Wenn Tausende forschen - Plattform vernetzt Citizen Science-Projekte
Mit dem Aufbau einer Online-Plattform für österreichische Citizen Science-Projekte möchte eine Arbeitsgruppe an der Wiener Universität für Bodenkultur (Boku) die Methode und die damit verbundenen Chancen für Bürger und Wissenschafter in den Fokus rücken. Die Forscher um Johann Zaller vom Institut für Zoologie zeigten sich im Gespräch mit APA-Science davon überzeugt, dass Forschung in Kooperation mit Laien Berührungsängste abbaut und neue Blickwinkel eröffnet. Die Umsetzung solcher Projekte sei in jedem Fall nicht trivial, aber lohnend, so der Tenor.
In Österreich gebe es durchaus eine Tradition in Bezug darauf, was heute zunehmend als "Citizen Science", "partizipative Wissenschaft" oder "Bürgerwissenschaft" bezeichnet wird. Es sei den handelnden Personen nur nicht immer klar gewesen, erklärte Zaller. So wurden etwa im Rahmen eines Bildungs- und Forschungsprojekts von Landwirten über Jahre hinweg Daten zur Biodiversität gesammelt und auch die Zentralanstalt für Meteorologie und Geodynamik (ZAMG) bezieht schon seit vielen Jahrzehnten Laien in ihr "Phänologie"-Projekt ein.

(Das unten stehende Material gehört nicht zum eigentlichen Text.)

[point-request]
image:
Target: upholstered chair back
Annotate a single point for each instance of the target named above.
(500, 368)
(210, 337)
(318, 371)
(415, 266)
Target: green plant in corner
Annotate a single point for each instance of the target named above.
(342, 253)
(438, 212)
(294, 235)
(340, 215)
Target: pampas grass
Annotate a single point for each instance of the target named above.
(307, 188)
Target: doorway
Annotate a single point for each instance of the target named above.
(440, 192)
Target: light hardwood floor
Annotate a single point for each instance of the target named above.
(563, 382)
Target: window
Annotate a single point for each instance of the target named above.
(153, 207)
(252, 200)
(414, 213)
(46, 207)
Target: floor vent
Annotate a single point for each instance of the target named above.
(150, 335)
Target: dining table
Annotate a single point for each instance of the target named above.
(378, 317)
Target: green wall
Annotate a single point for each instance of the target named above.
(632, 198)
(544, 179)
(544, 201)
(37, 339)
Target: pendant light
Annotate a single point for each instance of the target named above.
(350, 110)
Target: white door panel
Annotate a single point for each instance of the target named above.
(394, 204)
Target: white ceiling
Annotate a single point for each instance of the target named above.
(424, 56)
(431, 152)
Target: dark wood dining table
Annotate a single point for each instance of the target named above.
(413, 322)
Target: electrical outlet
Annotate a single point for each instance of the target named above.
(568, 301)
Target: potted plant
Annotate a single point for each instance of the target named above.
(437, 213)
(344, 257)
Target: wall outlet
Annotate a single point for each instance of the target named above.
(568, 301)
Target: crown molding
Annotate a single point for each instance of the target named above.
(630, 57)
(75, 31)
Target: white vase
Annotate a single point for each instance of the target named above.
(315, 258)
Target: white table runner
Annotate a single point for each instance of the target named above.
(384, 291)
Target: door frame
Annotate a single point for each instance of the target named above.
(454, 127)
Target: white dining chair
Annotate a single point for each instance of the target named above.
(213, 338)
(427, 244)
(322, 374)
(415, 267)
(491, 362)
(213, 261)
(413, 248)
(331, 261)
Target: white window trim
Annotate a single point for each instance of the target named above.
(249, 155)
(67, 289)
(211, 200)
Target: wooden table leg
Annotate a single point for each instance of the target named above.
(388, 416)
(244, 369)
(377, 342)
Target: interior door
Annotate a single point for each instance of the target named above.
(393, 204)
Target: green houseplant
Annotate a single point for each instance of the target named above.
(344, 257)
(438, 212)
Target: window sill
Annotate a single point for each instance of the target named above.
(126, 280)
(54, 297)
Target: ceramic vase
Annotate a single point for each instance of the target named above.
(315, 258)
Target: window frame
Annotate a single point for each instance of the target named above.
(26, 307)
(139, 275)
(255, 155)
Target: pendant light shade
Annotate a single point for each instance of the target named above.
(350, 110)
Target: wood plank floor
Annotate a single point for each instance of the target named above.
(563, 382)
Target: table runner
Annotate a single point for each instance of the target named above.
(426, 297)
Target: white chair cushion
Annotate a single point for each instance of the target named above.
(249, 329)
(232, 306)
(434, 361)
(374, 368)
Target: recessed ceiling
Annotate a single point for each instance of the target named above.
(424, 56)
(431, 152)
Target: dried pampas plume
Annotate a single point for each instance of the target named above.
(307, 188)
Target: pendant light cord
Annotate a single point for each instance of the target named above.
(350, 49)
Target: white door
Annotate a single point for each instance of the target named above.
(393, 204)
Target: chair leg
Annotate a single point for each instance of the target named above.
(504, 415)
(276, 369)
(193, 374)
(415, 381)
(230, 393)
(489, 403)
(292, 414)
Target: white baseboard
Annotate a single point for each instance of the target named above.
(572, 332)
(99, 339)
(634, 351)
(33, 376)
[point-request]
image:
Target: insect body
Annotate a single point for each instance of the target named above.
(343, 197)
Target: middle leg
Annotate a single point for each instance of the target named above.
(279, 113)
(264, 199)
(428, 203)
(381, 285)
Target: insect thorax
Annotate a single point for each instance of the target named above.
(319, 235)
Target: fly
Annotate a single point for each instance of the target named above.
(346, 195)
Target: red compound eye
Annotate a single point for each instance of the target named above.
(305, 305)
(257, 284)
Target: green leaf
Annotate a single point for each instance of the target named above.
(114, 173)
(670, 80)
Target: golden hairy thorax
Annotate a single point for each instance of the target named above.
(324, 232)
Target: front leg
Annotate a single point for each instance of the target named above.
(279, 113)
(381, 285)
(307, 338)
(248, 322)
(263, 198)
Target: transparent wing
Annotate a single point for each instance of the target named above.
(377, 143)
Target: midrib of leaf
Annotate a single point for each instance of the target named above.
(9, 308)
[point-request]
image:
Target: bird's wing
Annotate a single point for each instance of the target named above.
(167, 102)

Dass es potenziell mehr Forschungsprojekte gibt, auf die der Terminus zutrifft, wurde Zaller und seinen Kollegen in den vergangenen Jahren bewusst. Sie reagierten mit der Einrichtung eines Projektteams, mit dem Ziel, solche Projekte unter dem Dach einer Online-Plattform zu vernetzen. Auf www.Citizen-Science.at finden sich momentan acht Forschungsvorhaben - Tendenz steigend, so Florian Heigl, Wissenschaftlicher Mitarbeiter am Institut und Plattform-Koordinator.
Je mehr die Menschen über wissenschaftliches Arbeiten und Wissenschafter als solche erfahren, desto weniger Berührungsängste gebe es, erklärte Zaller. "Die Leute werden kritischer" und das Interesse steige insgesamt, so der Professor für Ökologe, der darin auch einen Weg sieht, um das mancherorts vorherrschende Bild vom "unfehlbaren Wissenschafter" zurechtzurücken. "Es hat auch einen 'Volksbildungscharakter' - um es mit einem etwas veralteten Begriff auszudrücken."
Mehr als Daten sammeln
Manchmal werde darunter aber reines Datensammeln durch Bürger ohne Einbeziehen der Laienforscher in die darauf folgende wissenschaftliche Auswertung verstanden. "Für uns verbindet der Begriff 'Citizen Science' aber immer beides", so Benjamin Dauth von der Arbeitsgruppe "Citizen Science" an der Boku. Um tatsächliche Partizipation am Projekt und den Anspruch des Informations- und Bildungstransfers zu ermöglichen, muss man immer wieder mit den Beteiligten in Kontakt treten und wissenschaftliche Inhalte verständlich machen, gibt wiederum Heigl zu bedenken, der gerade seine Dissertation zu dem Thema schreibt. Man dürfe sich jedenfalls "nicht einsperren mit seinen Ergebnissen und Daten".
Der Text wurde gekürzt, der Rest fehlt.